A prospective phase II study evaluating safety and efficacy of combining stereotactic body radiation therapy with heat-based ablation for centrally located lung tumors
Mené sur 16 patients atteints d'une ou plusieurs tumeurs situées dans la région centrale du poumon (durée médiane de suivi : 26 mois), cet essai de phase II évalue l'efficacité, du point de vue des taux actuariels de contrôle local à 1 et 2 ans, et la toxicité d'un traitement combinant radiothérapie corporelle stéréotaxique et ablation thermique
Purpose : Stereotactic body radiation therapy (SBRT) and heat-based ablation (HBA) are both potentially safe and effective treatments for primary and metastatic lung tumors. Both are suboptimal for centrally located tumors, with SBRT having higher risk for significant toxicity and HBA having lower efficacy. This study evaluates the safety and efficacy of combination SBRT/HBA to see if a combined treatment can result in superior outcomes than each treatment alone. Materials/Methods : Patients with one or two primary or metastatic lung tumors ≤ 5 cm in size were enrolled on a prospective phase II trial and treated with SBRT in 3 fractions followed by HBA. Tumors < 1 cm from the central bronchial tree received a total of 36 Gy and tumors 1-2 cm away received 42 Gy. HBA was delivered within 10 days after SBRT. The primary endpoints were local control, toxicity, and degree of decline in lung function. Secondary endpoints were progression-free survival and overall survival. Results : 16 patients with 17 tumors were treated. The median follow-up time was 26 months. 15 tumors were evaluable for local control. The 1- and 2-year actuarial local control rates were 93% and 81%. Three patients experienced grade ≥ 3 toxicity; bronchial stenosis, pain, and pulmonary hemorrhage. The percent predicted forced expiratory volume in 1 second (FEV1) and functional vital capacity (FVC) decreased by 8% and 8.5% at 3 months post-treatment, respectively (p < .001 for both).

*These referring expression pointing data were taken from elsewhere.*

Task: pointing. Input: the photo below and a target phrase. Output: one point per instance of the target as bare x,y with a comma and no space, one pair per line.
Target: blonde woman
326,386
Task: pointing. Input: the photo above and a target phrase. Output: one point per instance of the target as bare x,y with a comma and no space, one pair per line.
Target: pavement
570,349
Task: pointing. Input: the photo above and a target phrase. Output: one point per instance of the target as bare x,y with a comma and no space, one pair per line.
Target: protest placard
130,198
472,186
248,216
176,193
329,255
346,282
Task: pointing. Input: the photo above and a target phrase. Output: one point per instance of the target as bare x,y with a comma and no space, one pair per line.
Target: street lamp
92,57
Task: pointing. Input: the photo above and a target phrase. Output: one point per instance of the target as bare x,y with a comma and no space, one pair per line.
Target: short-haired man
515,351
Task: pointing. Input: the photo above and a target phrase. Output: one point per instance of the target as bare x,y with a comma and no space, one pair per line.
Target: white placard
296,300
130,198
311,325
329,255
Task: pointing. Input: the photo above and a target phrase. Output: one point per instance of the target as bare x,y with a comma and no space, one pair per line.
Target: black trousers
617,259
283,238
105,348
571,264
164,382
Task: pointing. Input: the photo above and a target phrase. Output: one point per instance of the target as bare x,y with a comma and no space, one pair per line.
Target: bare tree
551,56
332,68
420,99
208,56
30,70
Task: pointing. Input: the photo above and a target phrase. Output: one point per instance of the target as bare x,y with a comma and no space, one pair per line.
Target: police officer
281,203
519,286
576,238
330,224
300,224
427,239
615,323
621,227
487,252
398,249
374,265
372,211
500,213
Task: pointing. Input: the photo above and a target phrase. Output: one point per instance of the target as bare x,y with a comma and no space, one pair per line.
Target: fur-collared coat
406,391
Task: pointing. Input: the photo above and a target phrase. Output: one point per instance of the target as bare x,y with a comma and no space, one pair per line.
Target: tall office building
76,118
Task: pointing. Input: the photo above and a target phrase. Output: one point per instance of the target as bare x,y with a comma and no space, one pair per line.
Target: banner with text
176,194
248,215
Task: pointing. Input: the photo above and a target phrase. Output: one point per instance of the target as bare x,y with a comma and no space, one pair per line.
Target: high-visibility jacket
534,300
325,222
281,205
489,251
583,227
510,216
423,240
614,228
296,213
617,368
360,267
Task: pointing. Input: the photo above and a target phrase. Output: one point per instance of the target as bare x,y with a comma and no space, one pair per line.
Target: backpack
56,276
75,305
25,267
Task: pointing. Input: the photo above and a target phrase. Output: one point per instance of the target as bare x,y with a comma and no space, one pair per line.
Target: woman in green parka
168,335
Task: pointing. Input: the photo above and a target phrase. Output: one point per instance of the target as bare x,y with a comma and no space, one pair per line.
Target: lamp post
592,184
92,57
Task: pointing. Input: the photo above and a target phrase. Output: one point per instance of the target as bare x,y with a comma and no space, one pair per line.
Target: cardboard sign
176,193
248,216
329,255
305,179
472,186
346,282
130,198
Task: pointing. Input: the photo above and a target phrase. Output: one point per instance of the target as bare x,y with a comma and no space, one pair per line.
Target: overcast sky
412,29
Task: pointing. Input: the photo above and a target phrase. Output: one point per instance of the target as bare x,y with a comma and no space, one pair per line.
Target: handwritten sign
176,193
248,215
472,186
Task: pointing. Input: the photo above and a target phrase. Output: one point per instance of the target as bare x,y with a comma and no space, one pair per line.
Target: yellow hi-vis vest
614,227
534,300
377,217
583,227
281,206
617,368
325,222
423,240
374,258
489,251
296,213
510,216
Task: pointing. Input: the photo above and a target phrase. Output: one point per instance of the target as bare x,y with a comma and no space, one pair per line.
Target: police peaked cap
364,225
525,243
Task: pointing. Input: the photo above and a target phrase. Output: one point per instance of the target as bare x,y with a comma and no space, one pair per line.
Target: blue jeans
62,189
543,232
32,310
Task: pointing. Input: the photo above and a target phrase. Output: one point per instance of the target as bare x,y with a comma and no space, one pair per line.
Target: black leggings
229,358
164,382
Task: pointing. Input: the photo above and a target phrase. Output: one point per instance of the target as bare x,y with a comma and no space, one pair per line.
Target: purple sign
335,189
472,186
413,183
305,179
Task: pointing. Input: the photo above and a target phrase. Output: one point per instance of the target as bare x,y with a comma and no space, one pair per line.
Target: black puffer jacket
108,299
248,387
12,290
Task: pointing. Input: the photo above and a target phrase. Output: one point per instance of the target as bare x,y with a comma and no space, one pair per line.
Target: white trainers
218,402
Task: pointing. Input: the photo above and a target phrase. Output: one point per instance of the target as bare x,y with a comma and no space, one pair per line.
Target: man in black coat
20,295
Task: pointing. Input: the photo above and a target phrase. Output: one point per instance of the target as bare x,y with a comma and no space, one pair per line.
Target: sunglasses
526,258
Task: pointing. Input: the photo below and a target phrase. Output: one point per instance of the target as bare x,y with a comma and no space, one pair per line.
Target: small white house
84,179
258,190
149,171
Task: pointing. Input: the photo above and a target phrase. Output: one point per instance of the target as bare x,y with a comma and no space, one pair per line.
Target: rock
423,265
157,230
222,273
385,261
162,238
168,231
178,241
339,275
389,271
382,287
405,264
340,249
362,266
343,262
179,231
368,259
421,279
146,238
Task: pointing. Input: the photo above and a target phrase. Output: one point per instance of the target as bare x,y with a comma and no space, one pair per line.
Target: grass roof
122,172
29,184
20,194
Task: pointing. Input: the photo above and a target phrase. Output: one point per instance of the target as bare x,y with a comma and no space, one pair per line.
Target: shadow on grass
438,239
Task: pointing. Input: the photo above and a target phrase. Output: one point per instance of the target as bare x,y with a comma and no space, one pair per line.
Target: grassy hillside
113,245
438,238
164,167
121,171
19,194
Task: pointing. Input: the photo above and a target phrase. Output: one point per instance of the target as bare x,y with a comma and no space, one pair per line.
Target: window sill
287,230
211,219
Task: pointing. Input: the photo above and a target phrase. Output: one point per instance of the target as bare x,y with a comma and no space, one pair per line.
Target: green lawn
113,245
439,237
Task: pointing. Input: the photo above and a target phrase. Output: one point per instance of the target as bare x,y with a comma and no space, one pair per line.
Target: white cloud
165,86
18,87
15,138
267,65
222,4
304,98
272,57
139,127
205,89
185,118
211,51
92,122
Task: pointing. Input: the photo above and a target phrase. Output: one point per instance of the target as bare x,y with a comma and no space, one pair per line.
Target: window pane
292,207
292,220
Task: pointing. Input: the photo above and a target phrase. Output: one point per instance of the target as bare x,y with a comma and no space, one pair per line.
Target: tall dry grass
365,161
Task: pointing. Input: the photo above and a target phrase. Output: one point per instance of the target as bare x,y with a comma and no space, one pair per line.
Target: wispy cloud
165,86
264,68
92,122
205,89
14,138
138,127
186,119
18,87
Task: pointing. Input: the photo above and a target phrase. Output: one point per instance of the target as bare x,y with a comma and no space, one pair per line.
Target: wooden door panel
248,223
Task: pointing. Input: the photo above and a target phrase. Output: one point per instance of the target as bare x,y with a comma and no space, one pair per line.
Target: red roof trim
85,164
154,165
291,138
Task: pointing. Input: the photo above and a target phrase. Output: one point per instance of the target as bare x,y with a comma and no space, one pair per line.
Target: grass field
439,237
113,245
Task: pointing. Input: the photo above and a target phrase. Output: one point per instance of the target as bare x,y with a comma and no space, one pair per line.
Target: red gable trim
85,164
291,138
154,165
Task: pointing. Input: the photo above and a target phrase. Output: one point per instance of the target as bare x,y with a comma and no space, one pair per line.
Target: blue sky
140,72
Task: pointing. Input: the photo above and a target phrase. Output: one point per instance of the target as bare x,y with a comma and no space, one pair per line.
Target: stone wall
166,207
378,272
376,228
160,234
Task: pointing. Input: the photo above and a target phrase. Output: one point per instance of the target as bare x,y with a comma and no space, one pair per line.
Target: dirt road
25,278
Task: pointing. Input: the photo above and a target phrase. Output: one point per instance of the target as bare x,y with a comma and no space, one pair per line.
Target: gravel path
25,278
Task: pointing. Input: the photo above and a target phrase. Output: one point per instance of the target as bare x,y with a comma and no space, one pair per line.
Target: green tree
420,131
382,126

Conclusions : Combining SBRT and HBA for centrally located lung tumors offers reasonable local control and toxicity despite the anatomical challenges of this location. HBA may be a reasonable supplement to SBRT when trachea/bronchus, large vessels, or esophageal constraints cannot be met with full dose SBRT, and a biologically effective dose of < 100 Gy is delivered due to an ultra-central location or large tumor size.